Today, Spanish has returned: The Valley is overwhelmingly Hispanic across broad swathes of the flats, but white affluence clings to the hills south of Ventura. The water’s long gone, but there’s a new sea, at least metaphorically, a sea of bad money with several new species of beasts swimming through it. Lots of drug running, lots of chem labs cooking up the psychosis
And Trey, whom I was being taken to see, was in the middle of that.
Deuce had been Trey’s father.
“Left on Vanowen,” Hacker said. He opened his cell phone and began pushing buttons.

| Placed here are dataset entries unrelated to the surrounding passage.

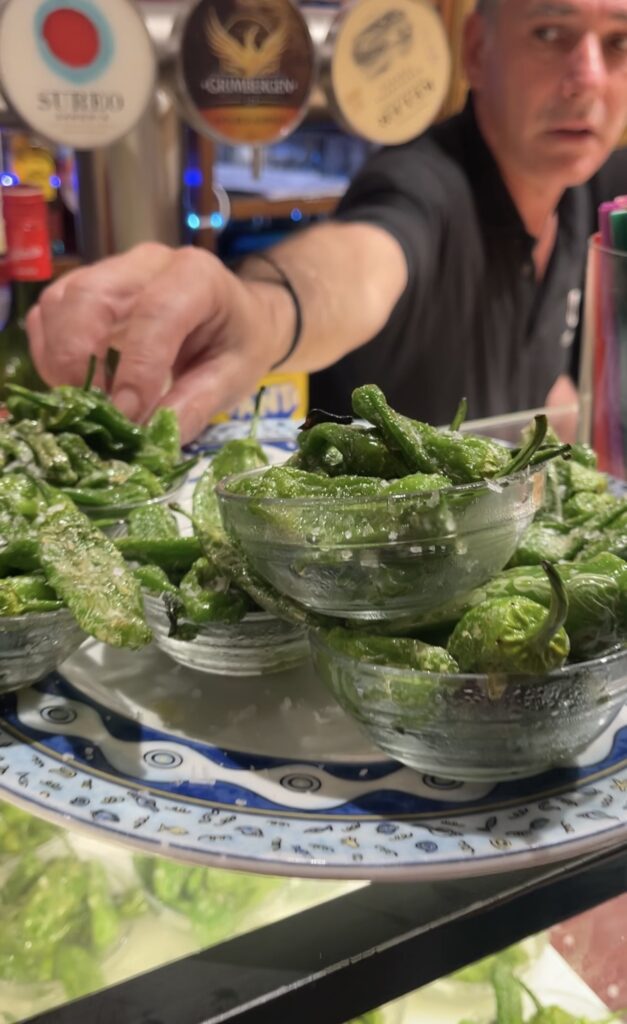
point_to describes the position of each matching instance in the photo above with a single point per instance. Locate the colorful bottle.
(31, 269)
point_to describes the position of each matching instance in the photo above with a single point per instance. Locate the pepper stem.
(460, 416)
(91, 368)
(552, 452)
(539, 1006)
(558, 609)
(527, 453)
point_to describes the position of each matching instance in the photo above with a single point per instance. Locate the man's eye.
(547, 34)
(619, 43)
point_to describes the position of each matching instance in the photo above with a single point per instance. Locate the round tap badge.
(246, 70)
(389, 69)
(81, 73)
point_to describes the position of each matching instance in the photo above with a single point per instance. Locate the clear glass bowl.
(382, 557)
(476, 727)
(259, 644)
(34, 644)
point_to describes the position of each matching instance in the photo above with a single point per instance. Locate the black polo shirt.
(472, 321)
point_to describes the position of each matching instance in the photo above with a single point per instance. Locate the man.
(452, 266)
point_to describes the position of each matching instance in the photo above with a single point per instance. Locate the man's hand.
(191, 335)
(563, 400)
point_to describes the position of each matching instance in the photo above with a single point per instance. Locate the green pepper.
(21, 595)
(575, 477)
(103, 920)
(464, 459)
(116, 473)
(232, 562)
(154, 580)
(21, 832)
(78, 971)
(86, 570)
(22, 554)
(13, 448)
(400, 652)
(209, 597)
(175, 555)
(153, 522)
(544, 541)
(513, 634)
(163, 431)
(287, 481)
(59, 409)
(102, 498)
(597, 600)
(83, 460)
(508, 995)
(585, 504)
(50, 458)
(336, 449)
(237, 456)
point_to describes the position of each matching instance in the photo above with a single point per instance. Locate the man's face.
(550, 81)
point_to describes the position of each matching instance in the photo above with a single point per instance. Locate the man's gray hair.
(487, 7)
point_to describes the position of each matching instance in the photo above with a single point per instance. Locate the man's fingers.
(77, 313)
(189, 295)
(214, 385)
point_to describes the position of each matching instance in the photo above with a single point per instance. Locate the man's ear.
(473, 48)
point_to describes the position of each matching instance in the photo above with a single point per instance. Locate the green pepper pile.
(59, 919)
(563, 596)
(52, 555)
(508, 991)
(76, 440)
(201, 578)
(389, 455)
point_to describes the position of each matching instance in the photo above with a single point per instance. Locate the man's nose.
(586, 66)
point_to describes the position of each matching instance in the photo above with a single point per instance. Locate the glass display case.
(95, 931)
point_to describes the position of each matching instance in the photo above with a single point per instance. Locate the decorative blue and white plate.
(270, 775)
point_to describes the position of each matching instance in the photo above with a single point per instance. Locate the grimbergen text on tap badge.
(246, 69)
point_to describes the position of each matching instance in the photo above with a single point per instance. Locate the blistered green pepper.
(210, 597)
(597, 600)
(153, 579)
(513, 634)
(163, 431)
(547, 541)
(77, 970)
(462, 458)
(400, 652)
(53, 462)
(86, 570)
(237, 456)
(153, 522)
(19, 595)
(350, 451)
(232, 562)
(82, 458)
(508, 995)
(174, 555)
(585, 504)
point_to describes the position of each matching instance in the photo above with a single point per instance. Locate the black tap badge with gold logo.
(246, 69)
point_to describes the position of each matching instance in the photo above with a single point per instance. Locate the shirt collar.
(498, 212)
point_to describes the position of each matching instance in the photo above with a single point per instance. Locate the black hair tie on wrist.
(285, 282)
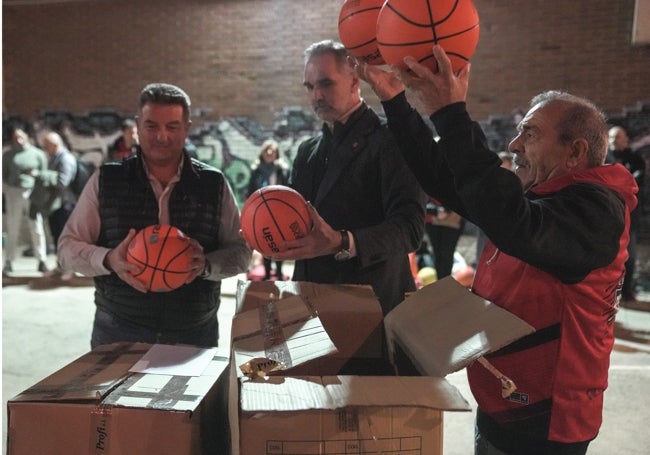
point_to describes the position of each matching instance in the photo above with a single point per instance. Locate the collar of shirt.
(345, 117)
(163, 193)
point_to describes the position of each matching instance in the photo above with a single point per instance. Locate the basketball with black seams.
(274, 214)
(162, 252)
(412, 27)
(358, 29)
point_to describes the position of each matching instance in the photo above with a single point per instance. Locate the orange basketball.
(162, 252)
(273, 214)
(358, 28)
(412, 27)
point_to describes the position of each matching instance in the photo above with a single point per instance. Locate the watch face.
(342, 255)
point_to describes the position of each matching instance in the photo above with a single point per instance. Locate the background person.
(160, 184)
(620, 152)
(126, 144)
(269, 169)
(558, 234)
(20, 164)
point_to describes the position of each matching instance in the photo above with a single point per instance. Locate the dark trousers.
(109, 329)
(443, 242)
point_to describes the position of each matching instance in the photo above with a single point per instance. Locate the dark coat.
(367, 189)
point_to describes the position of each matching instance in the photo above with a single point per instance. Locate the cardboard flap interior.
(443, 327)
(286, 331)
(337, 392)
(351, 314)
(90, 378)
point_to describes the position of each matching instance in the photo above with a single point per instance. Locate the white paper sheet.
(174, 360)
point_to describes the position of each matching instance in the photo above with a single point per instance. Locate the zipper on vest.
(493, 258)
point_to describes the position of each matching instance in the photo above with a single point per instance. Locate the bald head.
(52, 142)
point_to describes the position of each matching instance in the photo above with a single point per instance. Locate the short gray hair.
(325, 47)
(580, 119)
(161, 93)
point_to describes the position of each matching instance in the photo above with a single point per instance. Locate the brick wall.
(244, 57)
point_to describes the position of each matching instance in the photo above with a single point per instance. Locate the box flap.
(350, 314)
(286, 331)
(443, 327)
(336, 392)
(90, 377)
(102, 377)
(167, 392)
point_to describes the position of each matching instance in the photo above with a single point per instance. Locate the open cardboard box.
(350, 314)
(95, 405)
(440, 329)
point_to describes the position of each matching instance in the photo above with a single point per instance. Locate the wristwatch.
(344, 253)
(207, 270)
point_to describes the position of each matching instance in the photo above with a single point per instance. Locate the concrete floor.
(44, 330)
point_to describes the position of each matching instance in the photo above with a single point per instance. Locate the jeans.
(110, 329)
(17, 209)
(483, 447)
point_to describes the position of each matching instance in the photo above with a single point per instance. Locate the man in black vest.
(160, 184)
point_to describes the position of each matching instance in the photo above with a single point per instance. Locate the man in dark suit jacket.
(367, 207)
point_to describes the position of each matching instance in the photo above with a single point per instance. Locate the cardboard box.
(350, 314)
(444, 327)
(95, 405)
(345, 414)
(439, 329)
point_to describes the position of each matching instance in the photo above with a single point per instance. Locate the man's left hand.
(320, 241)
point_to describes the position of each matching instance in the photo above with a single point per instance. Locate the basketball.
(162, 252)
(273, 214)
(358, 28)
(412, 27)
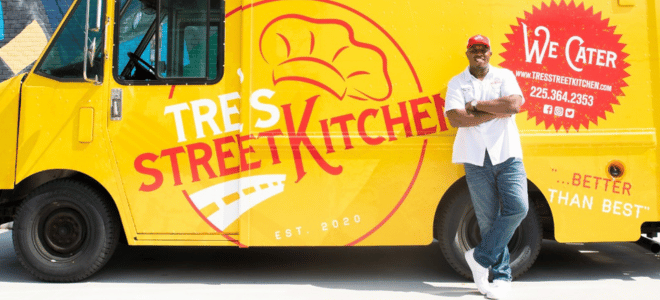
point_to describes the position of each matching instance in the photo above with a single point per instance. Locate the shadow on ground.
(400, 269)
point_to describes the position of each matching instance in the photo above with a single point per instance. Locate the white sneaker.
(499, 290)
(479, 273)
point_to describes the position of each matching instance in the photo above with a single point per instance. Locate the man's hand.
(469, 108)
(503, 105)
(463, 118)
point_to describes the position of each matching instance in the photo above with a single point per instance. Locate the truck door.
(174, 117)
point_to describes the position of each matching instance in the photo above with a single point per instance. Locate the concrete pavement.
(589, 271)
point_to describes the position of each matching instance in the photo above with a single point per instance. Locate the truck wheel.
(65, 231)
(458, 231)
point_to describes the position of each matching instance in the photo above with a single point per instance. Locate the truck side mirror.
(90, 46)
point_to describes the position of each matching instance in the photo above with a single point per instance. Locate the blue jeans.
(499, 196)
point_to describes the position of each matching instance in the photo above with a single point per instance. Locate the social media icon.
(570, 113)
(547, 109)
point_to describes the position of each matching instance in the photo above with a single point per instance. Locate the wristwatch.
(474, 104)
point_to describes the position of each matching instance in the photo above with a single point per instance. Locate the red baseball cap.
(478, 40)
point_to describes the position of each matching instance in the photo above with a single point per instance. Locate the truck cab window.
(65, 57)
(170, 41)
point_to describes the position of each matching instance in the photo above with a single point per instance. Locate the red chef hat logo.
(325, 53)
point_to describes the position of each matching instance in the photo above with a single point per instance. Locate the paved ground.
(590, 271)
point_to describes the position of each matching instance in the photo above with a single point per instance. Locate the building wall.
(25, 27)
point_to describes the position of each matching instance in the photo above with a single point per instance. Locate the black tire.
(65, 231)
(458, 231)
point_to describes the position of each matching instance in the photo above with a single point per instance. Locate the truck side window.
(64, 58)
(187, 34)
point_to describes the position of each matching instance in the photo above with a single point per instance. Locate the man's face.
(479, 56)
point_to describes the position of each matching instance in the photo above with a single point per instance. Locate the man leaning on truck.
(482, 102)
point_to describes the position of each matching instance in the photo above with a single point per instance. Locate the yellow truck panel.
(9, 100)
(320, 122)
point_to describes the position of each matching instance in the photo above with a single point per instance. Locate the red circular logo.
(569, 64)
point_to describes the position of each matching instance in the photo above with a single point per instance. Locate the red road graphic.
(417, 81)
(229, 238)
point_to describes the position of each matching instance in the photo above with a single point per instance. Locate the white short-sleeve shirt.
(499, 136)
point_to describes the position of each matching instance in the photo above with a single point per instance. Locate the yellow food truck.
(320, 123)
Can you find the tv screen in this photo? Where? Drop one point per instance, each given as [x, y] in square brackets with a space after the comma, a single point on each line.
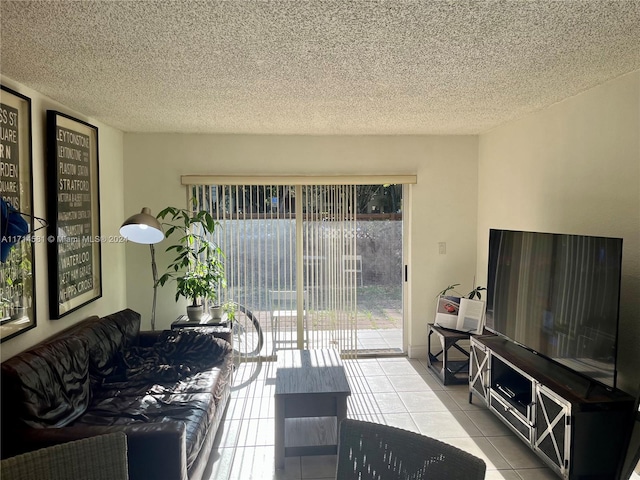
[559, 296]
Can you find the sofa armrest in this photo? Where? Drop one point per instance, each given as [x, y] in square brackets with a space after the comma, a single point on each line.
[154, 450]
[147, 338]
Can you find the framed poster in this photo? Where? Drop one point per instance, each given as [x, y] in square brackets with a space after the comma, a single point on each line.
[75, 268]
[17, 273]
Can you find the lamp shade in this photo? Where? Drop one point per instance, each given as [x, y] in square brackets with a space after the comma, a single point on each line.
[142, 228]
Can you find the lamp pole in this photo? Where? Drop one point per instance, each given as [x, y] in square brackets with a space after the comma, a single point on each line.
[146, 229]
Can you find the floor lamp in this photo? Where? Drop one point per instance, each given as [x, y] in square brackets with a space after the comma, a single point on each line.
[146, 229]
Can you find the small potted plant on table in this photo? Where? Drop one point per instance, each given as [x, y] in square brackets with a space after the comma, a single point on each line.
[197, 268]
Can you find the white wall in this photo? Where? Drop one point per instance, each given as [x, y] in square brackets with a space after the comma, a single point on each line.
[573, 168]
[111, 201]
[443, 203]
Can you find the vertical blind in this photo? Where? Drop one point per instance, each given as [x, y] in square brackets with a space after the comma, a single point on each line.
[289, 238]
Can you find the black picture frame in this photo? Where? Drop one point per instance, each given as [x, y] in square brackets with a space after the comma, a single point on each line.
[17, 271]
[74, 250]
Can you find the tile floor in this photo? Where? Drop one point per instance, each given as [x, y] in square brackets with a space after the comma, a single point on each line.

I made the turn, past what has become a normal Valley strip mall: dry cleaner, Mexican restaurant, Korean restaurant, liquor store, massage parlor, check cashing outlet. Then there were pepper trees on either side of the road, old ones, trailing long green streamers to the ground.
The diamonds were hot in my pocket. Thanks to the shaving foam over the camera’s lens I was ninety percent certain Wattles and Hacker had no idea I had them, and even if I were wrong, what was my choice? I wasn’t about to say hi to the dogs again and put them back.
“Hacker,” Hacker said into the phone. Then he said, “Okay,” and folded the phone.
I said, “I don’t like chatty people, either.”